If you lose your key in your own pocket how could you find it anywhere else? Once in a while it is necessary that you do search your own pocket. The key could be there stopping a gaping hole in your pocket preventing the loss of items. Looking inwards or awareness of the self is the master key for effective leadership. Self-analysis and self-critiquing are hard and relentless tasks that should be done to be a great and effective leader. Who knows you better than you? Therefore the first step to effective leadership is to do a thorough self- analysis and lay the foundation strong. What I meant by foundation is the strong value system. We all have come across leaders in various fields who dropped to hit the rock bottom of their career at a faster pace that the rate at which they reached the top. Now the question is how we chart the course in laying the right foundation and cultivate observable behaviour changes?

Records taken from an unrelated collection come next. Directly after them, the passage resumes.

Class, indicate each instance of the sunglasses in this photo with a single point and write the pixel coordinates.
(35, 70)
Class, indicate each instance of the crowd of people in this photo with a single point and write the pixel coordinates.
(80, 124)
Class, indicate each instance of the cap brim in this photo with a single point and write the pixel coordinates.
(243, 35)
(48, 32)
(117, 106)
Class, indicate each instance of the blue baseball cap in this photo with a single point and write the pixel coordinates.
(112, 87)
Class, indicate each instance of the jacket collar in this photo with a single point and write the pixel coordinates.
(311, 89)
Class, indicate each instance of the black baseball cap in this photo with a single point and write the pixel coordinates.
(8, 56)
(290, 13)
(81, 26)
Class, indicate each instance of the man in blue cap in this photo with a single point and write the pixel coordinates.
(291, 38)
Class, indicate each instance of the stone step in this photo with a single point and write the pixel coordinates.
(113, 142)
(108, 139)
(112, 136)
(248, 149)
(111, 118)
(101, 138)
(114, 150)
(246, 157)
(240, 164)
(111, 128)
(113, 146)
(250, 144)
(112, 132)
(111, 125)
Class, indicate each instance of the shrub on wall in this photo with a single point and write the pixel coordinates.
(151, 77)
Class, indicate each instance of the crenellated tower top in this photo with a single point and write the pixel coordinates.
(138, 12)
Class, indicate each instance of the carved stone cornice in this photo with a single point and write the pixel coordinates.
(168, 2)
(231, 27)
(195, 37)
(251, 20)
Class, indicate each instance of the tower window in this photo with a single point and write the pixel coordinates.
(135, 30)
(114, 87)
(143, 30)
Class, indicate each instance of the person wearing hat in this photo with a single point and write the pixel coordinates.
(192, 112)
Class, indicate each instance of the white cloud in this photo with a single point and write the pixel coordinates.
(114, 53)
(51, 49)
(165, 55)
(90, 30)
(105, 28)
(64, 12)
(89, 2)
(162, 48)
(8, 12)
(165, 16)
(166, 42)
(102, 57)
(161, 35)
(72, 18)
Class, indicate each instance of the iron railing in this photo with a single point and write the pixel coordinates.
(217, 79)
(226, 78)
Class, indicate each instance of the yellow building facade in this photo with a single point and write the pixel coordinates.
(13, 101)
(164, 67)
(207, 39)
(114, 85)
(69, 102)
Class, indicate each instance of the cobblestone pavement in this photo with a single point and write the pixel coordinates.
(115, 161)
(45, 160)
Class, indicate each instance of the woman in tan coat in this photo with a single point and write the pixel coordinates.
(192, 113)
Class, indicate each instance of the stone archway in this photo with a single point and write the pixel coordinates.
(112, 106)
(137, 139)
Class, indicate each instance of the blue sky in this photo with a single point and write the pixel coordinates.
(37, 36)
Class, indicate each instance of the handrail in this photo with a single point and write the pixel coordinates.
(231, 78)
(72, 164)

Most important step is to identify individual strengths to better utilize for the benefit of the individual and manage areas of improvement which drains the energy. Aligning the strengths with the leadership competencies of the organisation is very important. There are lot of assessment tools available in the market to identify individual strengths and areas of improvement. Choose the right one. No recommendations here.
Those of you who are familiar with the Johari window will know that the main objective of the model is for leaders to always strive to increase their open area while reducing their blind, hidden and unknown areas. One way to accomplish this objective is to increase self-awareness by seeking or soliciting feedback, thereby helping you move away from your “blind” area to your “open” area.

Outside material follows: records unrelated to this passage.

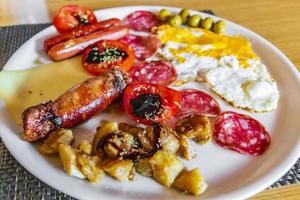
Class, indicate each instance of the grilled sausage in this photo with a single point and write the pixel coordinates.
(74, 46)
(74, 106)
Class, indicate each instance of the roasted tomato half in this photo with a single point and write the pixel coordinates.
(73, 16)
(107, 54)
(149, 103)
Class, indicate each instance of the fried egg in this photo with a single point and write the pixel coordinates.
(227, 63)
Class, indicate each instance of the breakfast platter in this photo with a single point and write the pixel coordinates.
(151, 102)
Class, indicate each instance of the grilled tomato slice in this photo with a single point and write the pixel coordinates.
(73, 16)
(107, 54)
(149, 103)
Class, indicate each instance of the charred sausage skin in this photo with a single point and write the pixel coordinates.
(76, 105)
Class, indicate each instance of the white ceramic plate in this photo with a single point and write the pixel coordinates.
(229, 175)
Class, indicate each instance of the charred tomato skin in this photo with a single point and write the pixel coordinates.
(73, 16)
(107, 54)
(163, 102)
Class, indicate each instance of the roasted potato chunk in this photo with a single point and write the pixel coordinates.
(61, 136)
(133, 130)
(191, 182)
(168, 139)
(196, 127)
(90, 166)
(102, 131)
(186, 149)
(143, 167)
(119, 145)
(85, 147)
(68, 158)
(165, 167)
(122, 170)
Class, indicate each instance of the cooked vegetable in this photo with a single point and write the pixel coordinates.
(75, 46)
(196, 127)
(103, 130)
(184, 14)
(164, 14)
(149, 103)
(207, 23)
(107, 54)
(165, 167)
(175, 20)
(143, 167)
(68, 158)
(80, 31)
(186, 149)
(219, 27)
(73, 16)
(61, 136)
(85, 147)
(168, 139)
(133, 130)
(122, 170)
(90, 166)
(194, 21)
(191, 182)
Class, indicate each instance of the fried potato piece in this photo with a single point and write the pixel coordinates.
(103, 130)
(191, 182)
(133, 130)
(122, 170)
(186, 149)
(165, 167)
(90, 166)
(68, 158)
(61, 136)
(169, 140)
(85, 147)
(196, 127)
(143, 167)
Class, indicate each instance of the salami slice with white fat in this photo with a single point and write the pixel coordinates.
(154, 72)
(241, 133)
(141, 20)
(195, 102)
(143, 46)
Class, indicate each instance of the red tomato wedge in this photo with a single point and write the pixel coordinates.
(105, 55)
(195, 102)
(154, 72)
(73, 16)
(241, 133)
(141, 20)
(149, 103)
(143, 46)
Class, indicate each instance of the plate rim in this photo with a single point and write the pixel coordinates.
(289, 161)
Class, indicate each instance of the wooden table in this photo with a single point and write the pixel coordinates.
(277, 21)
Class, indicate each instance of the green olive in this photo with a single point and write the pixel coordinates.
(164, 14)
(194, 20)
(219, 27)
(184, 14)
(175, 20)
(207, 23)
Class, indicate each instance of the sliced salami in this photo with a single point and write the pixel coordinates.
(241, 133)
(141, 20)
(143, 46)
(154, 72)
(197, 102)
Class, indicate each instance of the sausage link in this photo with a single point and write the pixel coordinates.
(76, 105)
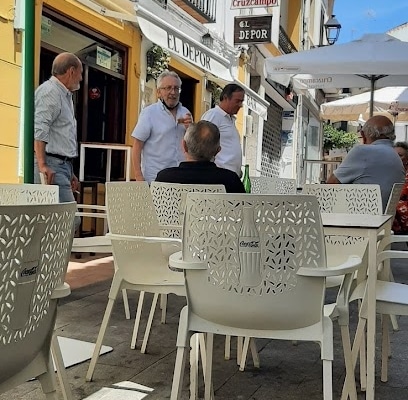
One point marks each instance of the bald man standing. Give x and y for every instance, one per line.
x=55, y=127
x=375, y=162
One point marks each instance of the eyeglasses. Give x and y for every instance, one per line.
x=169, y=89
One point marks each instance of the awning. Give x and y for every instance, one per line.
x=254, y=101
x=179, y=44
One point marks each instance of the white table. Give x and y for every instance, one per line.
x=108, y=147
x=368, y=226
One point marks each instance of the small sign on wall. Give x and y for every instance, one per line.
x=252, y=29
x=240, y=4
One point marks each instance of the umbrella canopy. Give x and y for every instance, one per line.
x=375, y=60
x=390, y=100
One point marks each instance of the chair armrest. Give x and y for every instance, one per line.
x=388, y=254
x=62, y=290
x=92, y=207
x=176, y=261
x=352, y=263
x=387, y=240
x=146, y=239
x=164, y=227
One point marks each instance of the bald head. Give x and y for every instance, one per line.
x=63, y=62
x=378, y=127
x=202, y=141
x=67, y=68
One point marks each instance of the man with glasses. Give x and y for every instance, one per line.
x=160, y=130
x=374, y=162
x=223, y=115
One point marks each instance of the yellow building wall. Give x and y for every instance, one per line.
x=123, y=33
x=10, y=83
x=294, y=21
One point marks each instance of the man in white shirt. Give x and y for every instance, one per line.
x=223, y=115
x=160, y=129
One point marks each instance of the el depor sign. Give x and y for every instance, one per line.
x=238, y=4
x=252, y=29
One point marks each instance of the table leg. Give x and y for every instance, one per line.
x=371, y=312
x=82, y=164
x=108, y=165
x=128, y=159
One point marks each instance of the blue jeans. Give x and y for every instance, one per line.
x=63, y=177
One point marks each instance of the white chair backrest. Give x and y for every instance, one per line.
x=35, y=245
x=348, y=199
x=269, y=185
x=169, y=202
x=394, y=199
x=253, y=246
x=131, y=211
x=27, y=193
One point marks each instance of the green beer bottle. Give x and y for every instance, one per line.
x=246, y=180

The key is however is in your pocket and you need to search for it. You will surely get it if you look for it. This is not a modern management concept. Socrates said, “Know Thyself” and “An unexamined life is not worth living.” In fact the words “Know Thyself” were inscribed at the temple wall at Delphi in Greece sometime during the 6th century B.C. This very brief but powerful message was clear to the philosophers of their time.

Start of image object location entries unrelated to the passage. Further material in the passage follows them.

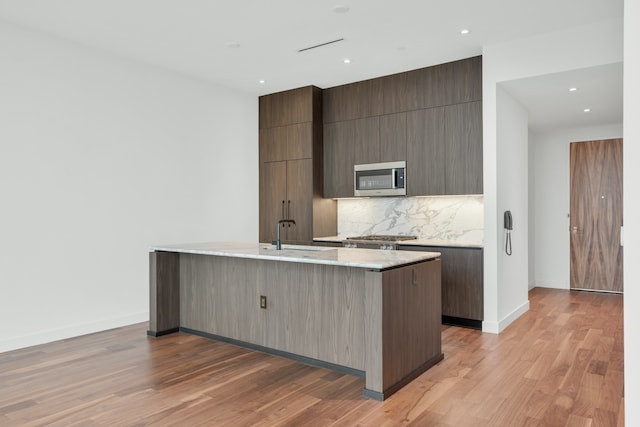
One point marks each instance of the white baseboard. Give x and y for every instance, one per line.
x=553, y=285
x=71, y=331
x=499, y=326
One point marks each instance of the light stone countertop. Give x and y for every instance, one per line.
x=362, y=258
x=416, y=242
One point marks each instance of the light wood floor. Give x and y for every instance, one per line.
x=561, y=364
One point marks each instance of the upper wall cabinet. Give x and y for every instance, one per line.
x=463, y=136
x=291, y=167
x=431, y=117
x=288, y=107
x=352, y=101
x=445, y=84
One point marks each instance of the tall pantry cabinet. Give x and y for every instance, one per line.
x=291, y=167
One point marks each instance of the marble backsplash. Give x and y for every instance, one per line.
x=452, y=218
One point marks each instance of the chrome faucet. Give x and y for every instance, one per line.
x=278, y=242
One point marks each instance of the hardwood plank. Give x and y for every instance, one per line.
x=561, y=363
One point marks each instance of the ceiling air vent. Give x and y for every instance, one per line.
x=320, y=45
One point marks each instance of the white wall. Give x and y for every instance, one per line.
x=101, y=158
x=532, y=222
x=513, y=181
x=573, y=48
x=552, y=203
x=631, y=178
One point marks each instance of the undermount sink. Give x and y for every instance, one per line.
x=298, y=248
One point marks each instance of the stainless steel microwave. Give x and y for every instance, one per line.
x=380, y=179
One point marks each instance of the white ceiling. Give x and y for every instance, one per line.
x=381, y=37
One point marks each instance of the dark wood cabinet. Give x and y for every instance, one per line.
x=431, y=117
x=393, y=137
x=285, y=108
x=291, y=166
x=286, y=142
x=463, y=153
x=352, y=101
x=394, y=93
x=366, y=140
x=426, y=152
x=444, y=150
x=462, y=284
x=339, y=158
x=445, y=84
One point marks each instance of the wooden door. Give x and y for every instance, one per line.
x=273, y=196
x=596, y=215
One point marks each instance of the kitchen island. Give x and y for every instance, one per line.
x=371, y=313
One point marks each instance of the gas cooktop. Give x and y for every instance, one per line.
x=382, y=238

Fast forward a couple of thousand years later. Leaders spend so much time and money trying to get a grasp on the dynamics of their organisations and their business worlds that they often forget to study themselves. When you don’t know yourself as well as you should, you can’t fully capitalize on your strengths or minimize your weaknesses.
Find yourself and be yourself. Remember there is no one else in this world like you! Leaders, especially the successful ones and the ones who want to be successful should guard against ascribing to themselves qualities and attributes which they may not have, or may have in a measure much less than what they think they have. Leaders should be open to feedback so that a real understanding of self exists.